Kubernetes 1.30:Validating Admission Policy 正式發布

我謹代表 Kubernetes 專案,興奮地宣布 ValidatingAdmissionPolicy 已在 Kubernetes 1.30 版本中達到正式發行。如果您尚未閱讀關於這個新的宣告式替代方案來驗證 admission webhooks,閱讀我們關於新功能的先前文章可能會很有趣。如果您已經聽說過 ValidatingAdmissionPolicies 並且渴望嘗試它們,現在是開始行動的最佳時機。

讓我們透過取代簡單的 webhook 來體驗一下 ValidatingAdmissionPolicy。

範例 admission webhook

首先,讓我們看一下簡單 webhook 的範例。以下是 webhook 的摘錄,該 webhook 強制將 runAsNonRootreadOnlyRootFilesystemallowPrivilegeEscalationprivileged 設定為限制最嚴格的值。

func verifyDeployment(deploy *appsv1.Deployment) error {
	var errs []error
	for i, c := range deploy.Spec.Template.Spec.Containers {
		if c.Name == "" {
			return fmt.Errorf("container %d has no name", i)
		}
		if c.SecurityContext == nil {
			errs = append(errs, fmt.Errorf("container %q does not have SecurityContext", c.Name))
		}
		if c.SecurityContext.RunAsNonRoot == nil || !*c.SecurityContext.RunAsNonRoot {
			errs = append(errs, fmt.Errorf("container %q must set RunAsNonRoot to true in its SecurityContext", c.Name))
		}
		if c.SecurityContext.ReadOnlyRootFilesystem == nil || !*c.SecurityContext.ReadOnlyRootFilesystem {
			errs = append(errs, fmt.Errorf("container %q must set ReadOnlyRootFilesystem to true in its SecurityContext", c.Name))
		}
		if c.SecurityContext.AllowPrivilegeEscalation != nil && *c.SecurityContext.AllowPrivilegeEscalation {
			errs = append(errs, fmt.Errorf("container %q must NOT set AllowPrivilegeEscalation to true in its SecurityContext", c.Name))
		}
		if c.SecurityContext.Privileged != nil && *c.SecurityContext.Privileged {
			errs = append(errs, fmt.Errorf("container %q must NOT set Privileged to true in its SecurityContext", c.Name))
		}
	}
	return errors.NewAggregate(errs)
}

請查看什麼是 admission webhooks?或者,請參閱此 webhook 的完整程式碼以繼續閱讀本逐步解說。

原則

現在讓我們嘗試使用 ValidatingAdmissionPolicy 忠實地重新建立驗證。

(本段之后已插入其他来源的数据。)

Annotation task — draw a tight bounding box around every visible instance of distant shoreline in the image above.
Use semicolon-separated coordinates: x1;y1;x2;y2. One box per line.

apiVersion: admissionregistration.k8s.io/v1
kind: ValidatingAdmissionPolicy
metadata:
  name: "pod-security.policy.example.com"
spec:
  failurePolicy: Fail
  matchConstraints:
    resourceRules:
    - apiGroups:   ["apps"]
      apiVersions: ["v1"]
      operations:  ["CREATE", "UPDATE"]
      resources:   ["deployments"]
  validations:
  - expression: object.spec.template.spec.containers.all(c, has(c.securityContext) && has(c.securityContext.runAsNonRoot) && c.securityContext.runAsNonRoot)
    message: 'all containers must set runAsNonRoot to true'
  - expression: object.spec.template.spec.containers.all(c, has(c.securityContext) && has(c.securityContext.readOnlyRootFilesystem) && c.securityContext.readOnlyRootFilesystem)
    message: 'all containers must set readOnlyRootFilesystem to true'
  - expression: object.spec.template.spec.containers.all(c, !has(c.securityContext) || !has(c.securityContext.allowPrivilegeEscalation) || !c.securityContext.allowPrivilegeEscalation)
    message: 'all containers must NOT set allowPrivilegeEscalation to true'
  - expression: object.spec.template.spec.containers.all(c, !has(c.securityContext) || !has(c.securityContext.Privileged) || !c.securityContext.Privileged)
    message: 'all containers must NOT set privileged to true'

使用 kubectl 建立原則。太棒了,目前沒有抱怨。但是讓我們取回原則物件並查看其狀態。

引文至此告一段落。